The Aunt Jemima brand has been criticized for years. The inspiration for the name was a minstrel song and the brand continued to be linked to racism in the eyes of many. The Aunt Jemima logo was an outgrowth of Old South plantation nostalgia and romance grounded in an idea about the 'mammy,' a devoted and submissive servant who eagerly nurtured the children of her white master and mistress while neglecting her own
Mars said they plan to change the name of Uncle Ben's rice brand, because the name of the brand is linked to the practice of white Southerners calling older Black people "aunt" and "uncle" because they refused to use "Mr." or "Mrs."
Mrs. Butterworth's plans to conduct a "complete brand and packaging review." Similar to Aunt Jemima, the Mrs. Butterworth's brand has been criticized for perpetuating the offensive "mammy" stereotype, which positions Black women as subservient.
B&G Foods announced it was reviewing the chef mascot which features prominently on its Cream of Wheat brand. The chef was once featured in advertising as "Rastus," a pejorative term associated with Black men.
Colgate announced it planned to change the name of Darlie, a Chinese toothpaste brand that used to be called "Darkie." The brand used to feature a man in blackface as its logo, and that its Chinese name continues to translate as "Black person toothpaste."
Knew about all of these
3. Just because we have always known a product by the offensive name, does not mean that it should continue -- are you also familiar with these racist names of brands and mascots over the years?
The NFL's Washington Redskins -- The word "redskin" is a racist slang term for America's indigenous people.
Fritos Bandito -- Speaking broken English and robbing unsuspecting bystanders, the Frito Bandito was an armed Mexican conman with a disheveled look and a gold tooth.
Cleveland Indians -- The Indians announced plans to remove the logo from their uniforms in 2018. The move came after decades of protests and complaints that the grinning, red-faced caricature used in one version or another since 1947 was racist
Sambo's -- When restaurateurs Sam Battistone and Newell Bohnett launched Sambo's, they insisted its name had nothing to do with a children's book of the time, "The Story of Little Black Sambo." But the businessmen capitalized on the association, with "Little Black Sambo"-inspired decor.

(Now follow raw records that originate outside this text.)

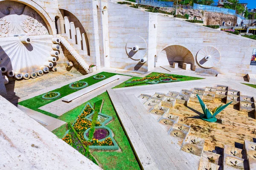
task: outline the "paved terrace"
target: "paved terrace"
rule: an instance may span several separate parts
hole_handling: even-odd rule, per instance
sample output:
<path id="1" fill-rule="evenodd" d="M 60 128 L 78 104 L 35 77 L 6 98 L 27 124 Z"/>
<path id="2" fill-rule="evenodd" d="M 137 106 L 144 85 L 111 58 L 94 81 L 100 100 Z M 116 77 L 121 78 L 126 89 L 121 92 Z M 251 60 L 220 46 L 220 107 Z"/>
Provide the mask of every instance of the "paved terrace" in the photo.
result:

Pillsbury Funny Face drink mix -- Injun Orange and Chinese Cherry are actual varieties of Funny Face, and the racist overtones didn't stop at the names: Caricatures accompanied each of the flavors.
Knew about all of these
4. Perpetuating racial stereotypes is wrong, and changing a name or brand, although costly, is the right thing to do. Some feel that since it has been around for so long, it should not be changed. Specifically for the Uncle Ben's brand, but pertinent to all these brands, Mars said in a statement this week, "As a global brand, we know we have a responsibility to take a stand in helping to put an end to racial bias and injustices. As we listen to the voices of consumers, especially in the Black community, and to the voices of our Associates worldwide, we recognize that one way we can do this is by evolving the Uncle Ben's brand, including its visual brand identity." Do you agree with this statement?